Any administrator who manages a distributed network knows what a pain it is
to distribute data around the network to where it's needed and keep it all in
sync. Historically, data distribution hasn't been a strong point of Windows:
Most administrators use the old Robocopy utility to do their replication and
synchronization work because the built-in File Replication Service (FRS) just
isn't up to the task.
Robocopy works great, but it's just a simple command-line utility with limited
features. Now, you have a better alternative. One of the coolest new features
of Windows Server 2003 Release 2 (R2) is DFS Replication (DFSR). DFSR is a complete
reworking of FRS, with none of the limitations of its predecessor. Using DFSR
with R2's improved DFS (now called DFS Namespaces), it's really easy to set
up a replicated, fault-tolerant data-publication system.
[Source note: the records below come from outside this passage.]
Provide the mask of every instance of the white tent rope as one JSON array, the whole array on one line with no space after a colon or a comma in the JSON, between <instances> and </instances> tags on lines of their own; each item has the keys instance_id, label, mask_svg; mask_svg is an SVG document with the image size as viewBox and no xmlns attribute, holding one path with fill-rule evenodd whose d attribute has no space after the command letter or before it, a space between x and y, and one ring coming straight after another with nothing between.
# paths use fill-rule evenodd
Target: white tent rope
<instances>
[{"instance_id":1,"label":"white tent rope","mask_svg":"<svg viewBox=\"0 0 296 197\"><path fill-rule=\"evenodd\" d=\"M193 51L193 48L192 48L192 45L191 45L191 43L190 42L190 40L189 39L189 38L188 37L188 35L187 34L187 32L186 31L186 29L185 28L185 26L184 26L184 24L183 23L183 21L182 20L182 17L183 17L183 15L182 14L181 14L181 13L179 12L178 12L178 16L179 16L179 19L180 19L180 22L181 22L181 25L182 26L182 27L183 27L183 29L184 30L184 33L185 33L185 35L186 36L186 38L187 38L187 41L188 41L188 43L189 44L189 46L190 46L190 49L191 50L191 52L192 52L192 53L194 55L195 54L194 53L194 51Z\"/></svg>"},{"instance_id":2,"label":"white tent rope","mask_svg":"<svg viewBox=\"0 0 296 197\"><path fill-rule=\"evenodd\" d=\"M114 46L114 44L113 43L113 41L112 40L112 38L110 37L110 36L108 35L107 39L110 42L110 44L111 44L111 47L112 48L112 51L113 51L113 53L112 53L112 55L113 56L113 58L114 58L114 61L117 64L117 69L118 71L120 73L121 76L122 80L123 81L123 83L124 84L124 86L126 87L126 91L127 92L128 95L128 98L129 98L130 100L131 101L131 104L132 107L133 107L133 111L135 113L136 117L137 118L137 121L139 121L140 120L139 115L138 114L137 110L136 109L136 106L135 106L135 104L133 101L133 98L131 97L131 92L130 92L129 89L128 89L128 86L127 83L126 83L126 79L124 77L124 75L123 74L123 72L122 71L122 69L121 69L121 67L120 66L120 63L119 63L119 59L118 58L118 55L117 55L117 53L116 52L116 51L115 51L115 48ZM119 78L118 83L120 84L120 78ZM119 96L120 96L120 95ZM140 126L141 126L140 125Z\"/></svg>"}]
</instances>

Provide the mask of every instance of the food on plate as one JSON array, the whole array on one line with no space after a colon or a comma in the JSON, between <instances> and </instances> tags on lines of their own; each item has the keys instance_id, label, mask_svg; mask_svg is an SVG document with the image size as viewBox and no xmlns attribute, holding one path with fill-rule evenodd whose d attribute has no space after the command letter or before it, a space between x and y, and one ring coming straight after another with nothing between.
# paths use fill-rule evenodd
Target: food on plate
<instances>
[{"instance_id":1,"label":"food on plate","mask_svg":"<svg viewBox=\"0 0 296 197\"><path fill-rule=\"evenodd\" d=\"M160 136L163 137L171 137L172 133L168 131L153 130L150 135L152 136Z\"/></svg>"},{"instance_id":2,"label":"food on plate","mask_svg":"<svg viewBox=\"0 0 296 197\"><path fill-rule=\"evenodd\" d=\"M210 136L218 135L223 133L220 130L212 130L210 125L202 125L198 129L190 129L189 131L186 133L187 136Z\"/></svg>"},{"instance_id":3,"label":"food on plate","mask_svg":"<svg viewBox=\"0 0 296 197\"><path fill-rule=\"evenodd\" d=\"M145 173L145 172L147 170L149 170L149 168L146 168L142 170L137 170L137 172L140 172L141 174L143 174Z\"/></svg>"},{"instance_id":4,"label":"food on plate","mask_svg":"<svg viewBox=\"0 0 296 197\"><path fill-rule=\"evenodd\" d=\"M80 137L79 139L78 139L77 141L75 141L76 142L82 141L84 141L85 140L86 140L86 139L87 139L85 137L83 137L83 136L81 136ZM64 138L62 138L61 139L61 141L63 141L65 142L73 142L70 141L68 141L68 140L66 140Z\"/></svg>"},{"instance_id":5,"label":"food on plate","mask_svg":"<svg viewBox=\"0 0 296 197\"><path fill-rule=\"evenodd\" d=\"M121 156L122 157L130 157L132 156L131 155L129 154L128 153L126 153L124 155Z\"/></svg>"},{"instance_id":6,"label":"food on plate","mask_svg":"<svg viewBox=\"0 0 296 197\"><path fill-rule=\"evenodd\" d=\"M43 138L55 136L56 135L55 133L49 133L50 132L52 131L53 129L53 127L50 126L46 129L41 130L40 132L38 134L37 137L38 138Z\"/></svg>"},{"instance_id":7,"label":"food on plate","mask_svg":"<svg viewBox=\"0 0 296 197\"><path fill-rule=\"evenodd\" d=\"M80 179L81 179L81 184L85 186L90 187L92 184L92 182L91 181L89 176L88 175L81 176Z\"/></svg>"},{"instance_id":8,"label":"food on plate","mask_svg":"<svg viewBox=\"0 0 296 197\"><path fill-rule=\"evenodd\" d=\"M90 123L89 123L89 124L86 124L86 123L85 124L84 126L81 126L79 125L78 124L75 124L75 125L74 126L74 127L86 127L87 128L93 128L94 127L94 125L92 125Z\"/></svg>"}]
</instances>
The Basics of DFS and DFSR
DFS is a utility that abstracts Universal Naming Convention (UNC) names into
a folder hierarchy using names you choose. For example, you can take a collection
of shares such as \\flaserver1\reports, \\tx-server4\reports, and \\caserver2\reports
and create a namespace out of it. A namespace is a virtual tree of folders that
begins with \\ServerOrDomainName\RootName. In our example,
the namespace would have a top-level folder named Reports and three subfolders:
Florida, Texas, and California. Thanks to DFS, an employee looking for Texas
reports could simply connect to \\domain\reports and click the Texas
folder, instead of trying to remember which server the share resides on.
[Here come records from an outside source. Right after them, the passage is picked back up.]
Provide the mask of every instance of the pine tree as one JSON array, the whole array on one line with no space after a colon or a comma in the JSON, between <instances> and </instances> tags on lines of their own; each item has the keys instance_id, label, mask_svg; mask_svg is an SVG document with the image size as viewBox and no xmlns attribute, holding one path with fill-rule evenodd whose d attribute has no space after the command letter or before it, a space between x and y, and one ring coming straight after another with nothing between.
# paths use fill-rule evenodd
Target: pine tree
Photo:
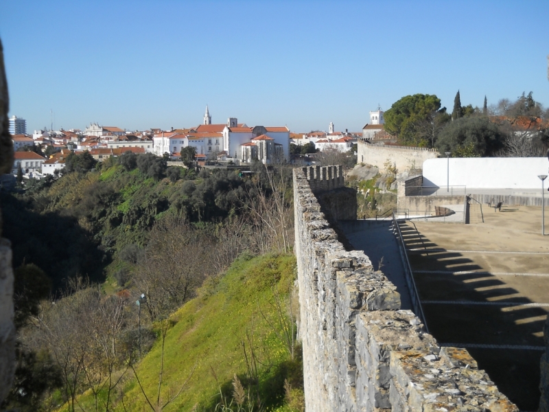
<instances>
[{"instance_id":1,"label":"pine tree","mask_svg":"<svg viewBox=\"0 0 549 412\"><path fill-rule=\"evenodd\" d=\"M461 117L461 100L459 97L459 90L454 98L454 110L452 111L452 119L455 120Z\"/></svg>"}]
</instances>

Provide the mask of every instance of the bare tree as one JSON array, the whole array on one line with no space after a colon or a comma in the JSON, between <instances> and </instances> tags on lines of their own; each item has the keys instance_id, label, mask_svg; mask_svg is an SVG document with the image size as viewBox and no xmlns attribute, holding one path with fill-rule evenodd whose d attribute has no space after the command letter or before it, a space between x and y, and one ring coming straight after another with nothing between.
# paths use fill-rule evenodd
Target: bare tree
<instances>
[{"instance_id":1,"label":"bare tree","mask_svg":"<svg viewBox=\"0 0 549 412\"><path fill-rule=\"evenodd\" d=\"M134 277L137 290L147 297L152 321L167 316L194 296L211 272L215 243L181 219L156 224Z\"/></svg>"}]
</instances>

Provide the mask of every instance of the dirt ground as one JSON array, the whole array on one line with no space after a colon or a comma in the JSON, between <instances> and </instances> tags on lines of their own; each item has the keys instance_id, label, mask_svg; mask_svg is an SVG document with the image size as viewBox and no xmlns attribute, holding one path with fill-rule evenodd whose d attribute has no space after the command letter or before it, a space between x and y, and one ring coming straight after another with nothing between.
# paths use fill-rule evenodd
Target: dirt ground
<instances>
[{"instance_id":1,"label":"dirt ground","mask_svg":"<svg viewBox=\"0 0 549 412\"><path fill-rule=\"evenodd\" d=\"M478 223L415 221L401 229L430 332L441 344L467 347L522 411L535 411L549 236L541 236L541 207L482 212L484 223L479 207Z\"/></svg>"}]
</instances>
You can also use DFS to make data easily accessible by grouping it under a
common UNC name, regardless of which server the data is stored on. DFS does
this grouping when you map a DFS folder to multiple network shares (aka link
targets) scattered in different locations. Because DFS is Active Directory (AD)
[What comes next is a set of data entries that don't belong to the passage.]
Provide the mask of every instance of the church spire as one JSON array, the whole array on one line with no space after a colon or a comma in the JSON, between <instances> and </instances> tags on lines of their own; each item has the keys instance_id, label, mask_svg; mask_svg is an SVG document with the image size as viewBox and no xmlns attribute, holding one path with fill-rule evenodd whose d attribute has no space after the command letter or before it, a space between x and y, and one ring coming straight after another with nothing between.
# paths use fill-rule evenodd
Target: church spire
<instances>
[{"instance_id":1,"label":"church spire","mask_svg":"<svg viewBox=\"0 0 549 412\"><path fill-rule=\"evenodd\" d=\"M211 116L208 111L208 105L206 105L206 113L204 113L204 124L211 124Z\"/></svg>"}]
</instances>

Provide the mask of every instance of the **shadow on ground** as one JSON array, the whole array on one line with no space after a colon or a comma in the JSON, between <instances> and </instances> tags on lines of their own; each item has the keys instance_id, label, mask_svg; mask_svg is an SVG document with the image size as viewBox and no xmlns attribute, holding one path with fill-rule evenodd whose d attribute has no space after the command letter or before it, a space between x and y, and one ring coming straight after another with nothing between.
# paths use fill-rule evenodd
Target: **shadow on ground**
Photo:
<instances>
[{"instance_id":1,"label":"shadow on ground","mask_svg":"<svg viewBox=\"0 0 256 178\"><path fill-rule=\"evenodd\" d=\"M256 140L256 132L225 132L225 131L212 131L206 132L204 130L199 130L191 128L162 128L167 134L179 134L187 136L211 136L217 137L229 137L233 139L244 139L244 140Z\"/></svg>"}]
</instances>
site aware, a Windows XP or Windows 2000 client accessing a DFS folder will
attempt to find the closest link target—a process Microsoft calls the
data distribution scenario. (To learn about how DFS and AD integrate with each
other, see the sidebar "How DFS and AD Work Together", page 34.) For the
data distribution scenario to work properly, users must see the same files regardless
of which link target they connect to, so all the network shares to which a folder
is mapped must contain identical data.
DFSR is a multimaster replication engine used to distribute copies of data
across multiple servers. It can run with or without DFS Namespaces, but its
most popular use is to ensure that every member of a set of servers—a
replica set—contains identical data and that replication is fast and
bandwidth-efficient. It has many features, including bandwidth management,
replication scheduling, and an innovative compression algorithm, that together
dramatically decrease the amount of network bandwidth needed to keep data synchronized
across your network. Microsoft reports that using DFSR results in up to a 300
percent improvement in the speed of large-file replication and 40 percent less
administrative time spent managing the replication set.
A DFSR Scenario
Let's take a hypothetical software distribution system that uses DFS and FRS
and rebuild it using DFS Namespaces and DFSR. HardwareTX is a small company
with offices in Houston, Fort Worth, and Sweetwater, Texas. One of the services
it provides to its clients is installing customized OS builds on notebooks,
desktops, and servers. To support this service, the company has a software distribution
system that keeps copies of CD-ROM and DVD ISO images at each office. When a
build needs to be updated, the home office in Houston changes the master copy,
creates a new image of it, and copies the image to the distribution system's
local share at each location.
FRS keeps the network shares at the Fort Worth
and Sweetwater branches synchronized. FRS is so
troublesome, however, that Emily, the distribution
system administrator, planned to use Robocopy
instead. However, with the availability of Windows
2003 R2, she scrapped those plans and will use
DFSR.
Prep Work
Before Emily can start using DFSR, her IT colleagues need to upgrade the company's
AD schema to Windows 2003 R2 by running the Adprep utility. This schema upgrade,
or extension, is necessary to support DFSR's required classes and attributes.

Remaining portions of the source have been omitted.